Ying-Hui Fu, Ph.D.
Associate Professor in Residence of Neurology

Contact Information:
ying-hui.fu@ucsf.edu
Tel: (415) 502-2948
Fax: (415) 502-5641
1550 4th Street
Rock Hall, Room 546
Box 2922
Mission Bay Campus

Links:
lab website
Biomedical Sciences
Neuroscience

Publications

Human genetics in neurodegenerative diseases

We are interested in understanding the mechanisms of various diseases involving the nervous system. In particular, there are two classes of neurodegenerative diseases that we are focusing on: polyglutamine diseases and demyelinating degenerative diseases. In addition, we are also interested in the Human circadian rhythmicity. Our group has been using human genetic tools to identify genes involved in these disorders. Studying the disease mechanisms following the discovery of the genes will lead to unraveling of the pathogenesis of these disorders.
Polyglutamine diseases: Over the past decade, expanded TNR sequences have been recognized as a significant source of mutation in the human genome. More than a dozen neurodegenerative diseases are known to contain repeat expansions within their associated genes. One class of mutation, the expansion of a CAG repeat encoding a polyglutamine (polyQ) tract, has been associated with at least eight different neurodegenerative disorders. Spinocerebellar ataxia (SCA) is a heterogeneous group of diseases that fall into this category. The repeat tracts within these genes display common size ranges for both normal as well as mutant alleles. This has led to the hypothesis that expanded polyQ tracts may be toxic to cells in the CNS. Like other TNR expansion diseases, anticipation is present in the SCAs and intranuclear inclusions (INIs) are seen in affected cells from SCA patients. There are two forms of SCAs that we are working on: 1) Spinocerebellar Ataxia 7, 2) Spinocerebellar Ataxia 4.

Multiple Sclerosis: Multiple sclerosis is a common, often severe neurologic disorder for which the cause, cure and prevention are unknown and for which no specific diagnostic test exists. We are currently working on two projects that relate to demyelinating degenerative diseases of the nervous system. 1) Autosomal dominant leukodystrophy (ADLD) is clinically similar to the chronic progressive form of MS. Misdiagnosis of ADLD patients as having MS is common although ADLD and MS are readily distinguishable at autopsy. 2) Multiple Sclerosis Associated with a Chromosomal Translocation This phenotype is co-segregating with a balanced chromosome translocation.

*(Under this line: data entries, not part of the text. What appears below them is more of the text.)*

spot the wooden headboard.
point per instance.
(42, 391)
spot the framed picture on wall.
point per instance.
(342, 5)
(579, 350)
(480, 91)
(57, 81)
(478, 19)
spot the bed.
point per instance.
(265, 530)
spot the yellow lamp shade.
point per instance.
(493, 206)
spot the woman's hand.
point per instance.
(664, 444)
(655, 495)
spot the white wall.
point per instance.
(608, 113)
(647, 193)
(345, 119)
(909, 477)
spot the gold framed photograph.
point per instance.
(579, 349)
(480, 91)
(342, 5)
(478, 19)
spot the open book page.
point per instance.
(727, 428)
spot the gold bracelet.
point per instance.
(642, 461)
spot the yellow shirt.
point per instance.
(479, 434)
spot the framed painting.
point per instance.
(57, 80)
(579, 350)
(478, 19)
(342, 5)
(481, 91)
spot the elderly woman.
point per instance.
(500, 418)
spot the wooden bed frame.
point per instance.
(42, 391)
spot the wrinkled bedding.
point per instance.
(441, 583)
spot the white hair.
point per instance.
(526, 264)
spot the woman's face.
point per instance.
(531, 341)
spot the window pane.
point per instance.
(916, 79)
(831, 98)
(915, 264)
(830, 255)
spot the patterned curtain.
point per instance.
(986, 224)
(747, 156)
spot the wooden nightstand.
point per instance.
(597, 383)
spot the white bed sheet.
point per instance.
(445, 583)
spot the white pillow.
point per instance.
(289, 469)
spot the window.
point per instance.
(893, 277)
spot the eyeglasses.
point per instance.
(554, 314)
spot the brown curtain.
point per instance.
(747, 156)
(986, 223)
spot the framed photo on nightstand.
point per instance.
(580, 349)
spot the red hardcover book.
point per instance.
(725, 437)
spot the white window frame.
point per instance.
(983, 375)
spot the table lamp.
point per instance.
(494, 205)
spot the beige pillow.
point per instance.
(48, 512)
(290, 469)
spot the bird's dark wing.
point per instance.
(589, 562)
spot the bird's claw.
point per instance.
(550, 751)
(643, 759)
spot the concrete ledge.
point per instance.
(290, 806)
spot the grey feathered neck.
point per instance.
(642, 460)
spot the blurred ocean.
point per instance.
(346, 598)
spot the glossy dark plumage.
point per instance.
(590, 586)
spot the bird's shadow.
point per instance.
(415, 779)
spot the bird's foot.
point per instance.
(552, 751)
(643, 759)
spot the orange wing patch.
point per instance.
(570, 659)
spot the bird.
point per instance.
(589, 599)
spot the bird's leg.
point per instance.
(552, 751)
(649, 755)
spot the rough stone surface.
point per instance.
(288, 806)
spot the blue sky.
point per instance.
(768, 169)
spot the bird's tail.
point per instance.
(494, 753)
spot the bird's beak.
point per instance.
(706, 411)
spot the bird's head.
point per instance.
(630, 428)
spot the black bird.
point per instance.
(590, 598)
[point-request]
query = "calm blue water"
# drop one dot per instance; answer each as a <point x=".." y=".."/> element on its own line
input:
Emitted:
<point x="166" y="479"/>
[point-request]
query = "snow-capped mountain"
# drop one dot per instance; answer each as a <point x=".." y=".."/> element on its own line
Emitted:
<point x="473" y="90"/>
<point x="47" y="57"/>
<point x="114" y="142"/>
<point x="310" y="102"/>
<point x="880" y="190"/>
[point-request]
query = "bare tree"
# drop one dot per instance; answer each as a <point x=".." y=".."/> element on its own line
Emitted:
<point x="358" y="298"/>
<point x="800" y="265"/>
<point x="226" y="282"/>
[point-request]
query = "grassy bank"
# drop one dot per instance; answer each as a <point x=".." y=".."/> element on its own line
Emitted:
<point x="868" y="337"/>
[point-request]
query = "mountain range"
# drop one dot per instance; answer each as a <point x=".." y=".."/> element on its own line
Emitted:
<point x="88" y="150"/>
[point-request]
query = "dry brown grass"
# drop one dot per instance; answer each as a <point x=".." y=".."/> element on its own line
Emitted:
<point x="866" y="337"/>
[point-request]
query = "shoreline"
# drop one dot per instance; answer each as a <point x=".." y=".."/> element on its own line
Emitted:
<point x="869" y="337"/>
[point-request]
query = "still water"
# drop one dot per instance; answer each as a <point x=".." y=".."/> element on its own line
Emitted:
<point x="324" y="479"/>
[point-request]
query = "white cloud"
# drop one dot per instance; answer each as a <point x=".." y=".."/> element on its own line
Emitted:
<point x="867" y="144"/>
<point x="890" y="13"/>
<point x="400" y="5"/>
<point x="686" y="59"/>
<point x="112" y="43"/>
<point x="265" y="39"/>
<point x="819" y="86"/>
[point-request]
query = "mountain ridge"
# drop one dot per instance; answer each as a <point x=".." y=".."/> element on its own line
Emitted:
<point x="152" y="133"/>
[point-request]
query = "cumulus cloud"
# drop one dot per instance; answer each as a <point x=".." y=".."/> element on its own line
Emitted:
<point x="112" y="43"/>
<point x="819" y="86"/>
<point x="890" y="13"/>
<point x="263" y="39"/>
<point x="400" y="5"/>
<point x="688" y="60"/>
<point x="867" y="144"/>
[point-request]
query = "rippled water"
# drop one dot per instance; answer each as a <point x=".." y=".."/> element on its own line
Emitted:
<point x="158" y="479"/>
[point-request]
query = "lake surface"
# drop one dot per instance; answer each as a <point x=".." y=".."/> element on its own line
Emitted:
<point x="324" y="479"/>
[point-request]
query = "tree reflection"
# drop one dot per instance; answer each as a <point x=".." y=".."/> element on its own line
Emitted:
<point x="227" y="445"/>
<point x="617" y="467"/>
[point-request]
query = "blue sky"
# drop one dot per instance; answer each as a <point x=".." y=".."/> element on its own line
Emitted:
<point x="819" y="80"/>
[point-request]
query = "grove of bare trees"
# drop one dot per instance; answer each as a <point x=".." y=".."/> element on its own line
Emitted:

My long-term goal is to understand molecular mechanism of dysmyelination in these diseases (and of myelin synthesis, degeneration, and regeneration in general).

Human Circadian Rhythm Genetics
Another area of my research interest is in the study of circadian rhythm. Circadian rhythm is one of the best models for studying human behavior. When we say “Genetics is everything”, it may not be so far-fetched in truth if we come to recognize how much our behaviors are impacted by our genetic composition. Many of our physiological processes including heart beat, blood pressure, body temperature, and endocrine functions are subject to circadian regulation. However, the regulation of the overall behavior of an organism is the most overt and intriguing manifestation of circadian rhythmicity. The pursuit of the genetic and molecular basis of behavior is extremely complex because of the wide variation in “normal” individuals. Furthermore, behaviors such as sleep are confounded by social and familio-cultural influences that frequently lead us to override our biological clock and stay up later or to wake up earlier than we otherwise would. Various agents including caffeine and alcohol also confound one’s ability to understand the inherent rhythms dictating humans’ activities. We are in the process of identifying mutations that are involved in regulation of human rhythmicity. My long-term goal for this particular project is that as we find more mutations that are affecting human sleep pattern, we will characterizing these mutations to assist us understand human circadian clock.